Survey data, especially large federal statistical collections, have long been the foundation of social science research and a vital part of economic planning. Conducting these surveys, however, and deriving useful statistical products from the information they provide has become increasingly challenging due to declining response rates and rapidly rising costs.
These issues are further amplified by an escalating demand for timelier and more geographically detailed data. Federal agencies including the U.S. Census Bureau want to explore how external data sources can help to fill in some of the gaps left by traditional surveys, adding greater depth to their statistical and economic analyses.
This research initiative examines how local administrative data associated with housing values may provide new levels of analytic insight when compared with the American Community Survey (ACS) data traditionally used by federal agencies. Our initial trial used geographically detailed data from Arlington County to produce a particular statistical measure known as a hedonic index. Hedonic indexes are an especially robust measure of economic value, calculated using a regression analysis which relates the price or cost of a good to the specific combination of attributes of which it is comprised.
Our team tested a wide variety of administrative data sources designed to meet the particular analytical needs of Arlington County. These included Arlington County Real Estate Assessment data, commercially aggregated assessment data from CoreLogic and Black Knight Financial Services, multiple listing service (MLS) data from Metropolitan Regional Information Systems, and neighborhood indicators from Location, Inc.
Our findings demonstrate that researchers need not be limited to using federal survey data when investigating the value of housing stock. Information derived from administrative real estate assessment records and data about real estate transactions provide more precise hedonic estimates of housing value compared to typical survey sources. These findings present a new possibility: that data quality can be improved by the use of local information sources, reducing the burdens of survey administration currently faced by federal agencies.
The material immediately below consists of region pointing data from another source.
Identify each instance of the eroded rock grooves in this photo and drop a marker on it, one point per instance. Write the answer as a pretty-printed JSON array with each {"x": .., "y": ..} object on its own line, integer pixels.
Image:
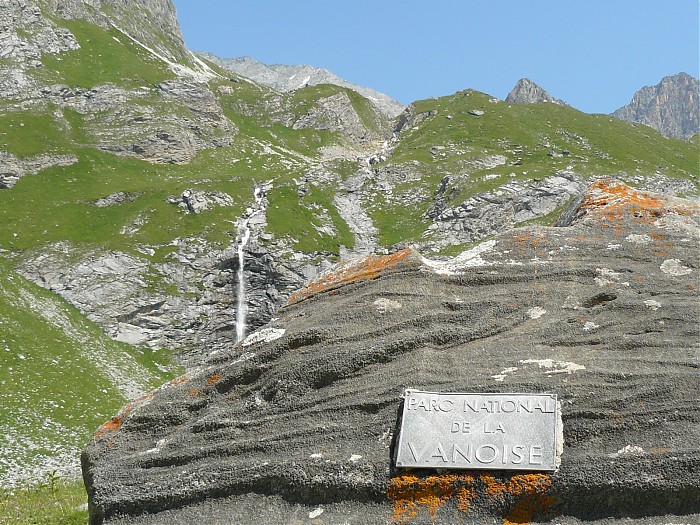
[{"x": 601, "y": 311}]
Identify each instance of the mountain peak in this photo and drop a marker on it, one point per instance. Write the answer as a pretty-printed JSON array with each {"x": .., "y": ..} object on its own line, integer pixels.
[
  {"x": 671, "y": 107},
  {"x": 285, "y": 78},
  {"x": 527, "y": 92}
]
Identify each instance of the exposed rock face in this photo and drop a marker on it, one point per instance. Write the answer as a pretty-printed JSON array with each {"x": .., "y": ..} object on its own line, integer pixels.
[
  {"x": 289, "y": 78},
  {"x": 298, "y": 422},
  {"x": 152, "y": 22},
  {"x": 336, "y": 113},
  {"x": 498, "y": 210},
  {"x": 13, "y": 168},
  {"x": 672, "y": 107},
  {"x": 527, "y": 92}
]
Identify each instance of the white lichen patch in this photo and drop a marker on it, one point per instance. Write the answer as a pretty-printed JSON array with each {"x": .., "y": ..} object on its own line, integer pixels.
[
  {"x": 554, "y": 367},
  {"x": 536, "y": 312},
  {"x": 386, "y": 305},
  {"x": 465, "y": 260},
  {"x": 636, "y": 238},
  {"x": 606, "y": 276},
  {"x": 629, "y": 450},
  {"x": 571, "y": 303},
  {"x": 503, "y": 373},
  {"x": 264, "y": 335},
  {"x": 674, "y": 267},
  {"x": 589, "y": 326}
]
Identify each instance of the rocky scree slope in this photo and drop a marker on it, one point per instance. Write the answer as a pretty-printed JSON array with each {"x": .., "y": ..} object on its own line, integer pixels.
[
  {"x": 298, "y": 422},
  {"x": 152, "y": 165},
  {"x": 61, "y": 376},
  {"x": 289, "y": 78},
  {"x": 672, "y": 106}
]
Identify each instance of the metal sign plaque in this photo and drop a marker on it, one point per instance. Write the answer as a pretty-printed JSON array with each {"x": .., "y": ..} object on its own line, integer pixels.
[{"x": 478, "y": 431}]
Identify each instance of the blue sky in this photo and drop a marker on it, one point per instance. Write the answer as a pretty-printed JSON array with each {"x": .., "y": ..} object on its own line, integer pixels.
[{"x": 594, "y": 54}]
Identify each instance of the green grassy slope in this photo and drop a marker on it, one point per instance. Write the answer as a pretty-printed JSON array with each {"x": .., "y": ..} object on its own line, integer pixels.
[
  {"x": 61, "y": 377},
  {"x": 536, "y": 140}
]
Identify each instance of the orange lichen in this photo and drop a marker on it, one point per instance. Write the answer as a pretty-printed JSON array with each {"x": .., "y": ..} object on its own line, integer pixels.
[
  {"x": 115, "y": 423},
  {"x": 366, "y": 269},
  {"x": 213, "y": 379},
  {"x": 531, "y": 489},
  {"x": 526, "y": 494},
  {"x": 611, "y": 200},
  {"x": 411, "y": 493}
]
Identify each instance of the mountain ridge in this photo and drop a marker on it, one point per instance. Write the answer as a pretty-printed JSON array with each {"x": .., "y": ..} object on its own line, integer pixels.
[
  {"x": 286, "y": 78},
  {"x": 127, "y": 176},
  {"x": 672, "y": 106},
  {"x": 526, "y": 91}
]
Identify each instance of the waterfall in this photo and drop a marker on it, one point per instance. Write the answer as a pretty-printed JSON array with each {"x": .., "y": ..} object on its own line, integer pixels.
[{"x": 241, "y": 303}]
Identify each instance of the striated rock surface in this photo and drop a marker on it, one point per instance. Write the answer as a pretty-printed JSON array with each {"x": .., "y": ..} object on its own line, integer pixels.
[
  {"x": 672, "y": 107},
  {"x": 296, "y": 424},
  {"x": 526, "y": 91}
]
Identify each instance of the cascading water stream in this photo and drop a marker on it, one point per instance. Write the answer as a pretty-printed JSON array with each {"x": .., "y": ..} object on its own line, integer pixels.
[{"x": 241, "y": 302}]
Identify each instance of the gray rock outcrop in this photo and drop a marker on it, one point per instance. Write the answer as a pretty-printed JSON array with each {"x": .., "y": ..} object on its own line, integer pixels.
[
  {"x": 526, "y": 91},
  {"x": 12, "y": 168},
  {"x": 298, "y": 422},
  {"x": 289, "y": 78},
  {"x": 671, "y": 107}
]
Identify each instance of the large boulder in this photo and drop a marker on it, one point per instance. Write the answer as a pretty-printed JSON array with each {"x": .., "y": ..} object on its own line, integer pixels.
[{"x": 297, "y": 423}]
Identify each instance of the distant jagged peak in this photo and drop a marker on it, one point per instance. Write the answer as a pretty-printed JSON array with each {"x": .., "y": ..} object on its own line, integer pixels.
[
  {"x": 672, "y": 107},
  {"x": 286, "y": 78},
  {"x": 527, "y": 92}
]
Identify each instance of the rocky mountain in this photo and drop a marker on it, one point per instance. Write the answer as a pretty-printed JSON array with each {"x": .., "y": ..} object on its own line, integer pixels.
[
  {"x": 671, "y": 107},
  {"x": 526, "y": 91},
  {"x": 61, "y": 376},
  {"x": 298, "y": 423},
  {"x": 285, "y": 78},
  {"x": 179, "y": 205}
]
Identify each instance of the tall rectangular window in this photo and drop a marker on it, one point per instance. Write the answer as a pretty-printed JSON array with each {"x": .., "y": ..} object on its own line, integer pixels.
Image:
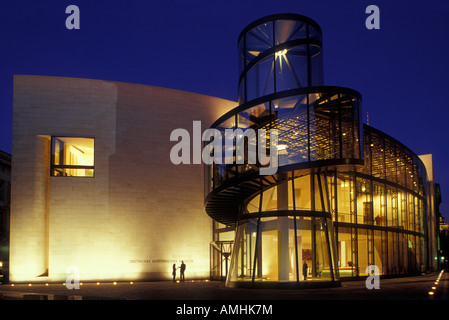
[{"x": 72, "y": 157}]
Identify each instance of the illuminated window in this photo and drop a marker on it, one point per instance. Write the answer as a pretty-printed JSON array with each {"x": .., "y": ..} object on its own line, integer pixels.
[{"x": 72, "y": 157}]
Sources: American Community Survey (ACS) Data, 2013; Arlington County Real Estate Assessment Data, 2013; Black Knight Financial Services Assessment Records, 2013; CoreLogic Assessment Records, 2013; Metropolitan Regional Information System Real Estate Sales Data, 2013.
The overall pattern of results is presented in the above figure shows the incremental value of adding variables to the hedonic regressions beyond those available from the ACS. Just using ACS data in the hedonic regression produces a goodness-of-fit of 0.62 for Arlington, VA. The goodness-of-fit increases when using local property directly from the county or repackaged by commercial aggregators (CoreLogic) and increases even more when using the Metropolitan Regional Information System that produces Multiple Listing Service housing sales data.
The usefulness of local data is not limited to researchers. These findings are of potential use to local governments in validating their assessment practices. Comparing estimates of housing value between those based on real estate assessment records (updated annually) and those based on MLS data (updated when a sale occurs) can help capture sudden elevations in housing demand. This study also provides further evidence for the value of using local administrative data in federal statistical assessments.